Leah Sun, Mar 8th 2015 @ 4:08am

John
Than you for your piece.

I remember seeing Stephen Fry's program years ago and I said yes I would definitely pudh the button. The fact is I pushed the button over 20 years when I reluctantly agreed to take medication which has worked for me. I

I don't regret it at all or miss the highs. In fact over 30 years later I am still paying for my reckless manic behaviour.
All the best in controlling your Icarus.

green jean Sun, Mar 8th 2015 @ 8:09am

Yours is the most appropriate moodscope message I have read as currently struggling to make sense of life and the enormous battle going on between giving in and being defeated or pushing on. . I will push on and try to get back upon the path of positivity starting with getting out of bed when I really just want to hide here forever. Thanks for your message John.

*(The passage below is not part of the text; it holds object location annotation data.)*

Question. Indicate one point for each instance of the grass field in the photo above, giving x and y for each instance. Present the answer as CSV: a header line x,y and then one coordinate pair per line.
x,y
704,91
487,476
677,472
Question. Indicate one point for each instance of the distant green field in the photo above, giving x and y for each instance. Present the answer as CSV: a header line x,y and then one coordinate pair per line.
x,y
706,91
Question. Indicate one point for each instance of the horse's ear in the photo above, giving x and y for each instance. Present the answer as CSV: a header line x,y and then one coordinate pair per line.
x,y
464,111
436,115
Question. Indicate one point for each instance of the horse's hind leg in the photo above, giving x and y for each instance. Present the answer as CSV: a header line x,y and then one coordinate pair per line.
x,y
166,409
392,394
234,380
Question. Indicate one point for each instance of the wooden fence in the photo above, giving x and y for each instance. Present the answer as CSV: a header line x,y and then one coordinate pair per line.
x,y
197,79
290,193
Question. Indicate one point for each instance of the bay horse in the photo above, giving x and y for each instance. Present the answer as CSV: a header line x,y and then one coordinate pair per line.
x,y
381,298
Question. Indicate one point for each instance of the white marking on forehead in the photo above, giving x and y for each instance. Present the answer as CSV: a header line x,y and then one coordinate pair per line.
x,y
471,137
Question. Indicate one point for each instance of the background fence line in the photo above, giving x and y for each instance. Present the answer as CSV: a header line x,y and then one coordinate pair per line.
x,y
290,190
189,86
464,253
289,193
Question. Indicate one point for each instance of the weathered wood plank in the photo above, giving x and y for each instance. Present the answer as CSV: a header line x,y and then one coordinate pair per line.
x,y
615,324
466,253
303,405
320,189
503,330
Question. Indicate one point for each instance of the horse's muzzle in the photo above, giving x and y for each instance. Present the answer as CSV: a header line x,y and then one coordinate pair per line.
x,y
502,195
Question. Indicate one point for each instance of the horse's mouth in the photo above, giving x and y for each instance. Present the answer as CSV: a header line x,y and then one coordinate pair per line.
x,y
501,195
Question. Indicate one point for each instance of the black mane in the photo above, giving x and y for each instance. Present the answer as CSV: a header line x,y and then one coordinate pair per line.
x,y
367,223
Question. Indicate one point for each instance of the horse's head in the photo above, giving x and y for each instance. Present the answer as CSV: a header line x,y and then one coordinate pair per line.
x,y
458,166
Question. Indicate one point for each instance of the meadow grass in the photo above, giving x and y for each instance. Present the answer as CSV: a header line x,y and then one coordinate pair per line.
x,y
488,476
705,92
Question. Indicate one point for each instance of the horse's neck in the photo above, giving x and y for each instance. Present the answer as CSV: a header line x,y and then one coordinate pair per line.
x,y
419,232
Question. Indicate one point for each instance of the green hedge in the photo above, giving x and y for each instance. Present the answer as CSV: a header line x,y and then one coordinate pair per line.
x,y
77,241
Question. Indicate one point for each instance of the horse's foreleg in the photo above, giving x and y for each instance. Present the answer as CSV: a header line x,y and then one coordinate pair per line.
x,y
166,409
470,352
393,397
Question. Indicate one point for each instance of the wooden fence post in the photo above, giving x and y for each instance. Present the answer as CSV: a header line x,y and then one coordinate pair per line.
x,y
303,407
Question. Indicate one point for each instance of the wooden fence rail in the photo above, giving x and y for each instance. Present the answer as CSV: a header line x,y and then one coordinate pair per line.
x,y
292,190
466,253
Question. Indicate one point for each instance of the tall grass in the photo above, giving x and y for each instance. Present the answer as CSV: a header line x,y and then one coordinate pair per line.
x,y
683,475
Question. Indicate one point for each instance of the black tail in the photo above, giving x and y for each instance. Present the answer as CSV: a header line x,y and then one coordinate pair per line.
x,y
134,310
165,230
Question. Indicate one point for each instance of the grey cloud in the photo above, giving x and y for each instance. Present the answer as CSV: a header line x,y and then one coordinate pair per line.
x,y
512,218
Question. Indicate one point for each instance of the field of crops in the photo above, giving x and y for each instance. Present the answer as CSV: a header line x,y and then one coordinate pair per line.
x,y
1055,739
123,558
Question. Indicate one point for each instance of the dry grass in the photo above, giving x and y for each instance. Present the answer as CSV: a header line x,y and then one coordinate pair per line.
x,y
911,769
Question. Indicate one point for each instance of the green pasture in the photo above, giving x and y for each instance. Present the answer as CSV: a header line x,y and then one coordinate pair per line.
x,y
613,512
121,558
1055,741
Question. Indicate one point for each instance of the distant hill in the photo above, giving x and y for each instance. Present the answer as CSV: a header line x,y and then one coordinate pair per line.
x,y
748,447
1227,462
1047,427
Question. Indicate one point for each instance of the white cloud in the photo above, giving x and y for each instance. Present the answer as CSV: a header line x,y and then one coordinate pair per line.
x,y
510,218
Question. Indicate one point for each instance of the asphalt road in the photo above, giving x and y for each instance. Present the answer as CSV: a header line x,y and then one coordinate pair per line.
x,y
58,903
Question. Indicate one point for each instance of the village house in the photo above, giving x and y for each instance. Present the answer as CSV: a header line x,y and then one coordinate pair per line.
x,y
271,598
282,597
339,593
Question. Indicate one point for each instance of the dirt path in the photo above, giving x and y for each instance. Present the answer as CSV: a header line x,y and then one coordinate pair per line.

Julia Sun, Mar 8th 2015 @ 9:00am

Highs are exhausting. I get them occasionally after a good night's sleep. I have often wondered if I would prefer not to have them at all but the consequence of this would be a low level mood all the time (I imagine). Your blog is intense John but so interesting. I wish you well with your decision to push that button. I think many of us could learn something from this.

Anonymous Sun, Mar 8th 2015 @ 9:41am

I really respect your attitude John. I too have 'exciting' highs and have far more difficulty in finding help for the lows that often preceed them. Stable is actually pretty productive and not at all boring. What I particularly liked about your tale is that it seems you have made your own decisions. I think we are all entitled to do just that! Many poor prognoses I think come from control from outside.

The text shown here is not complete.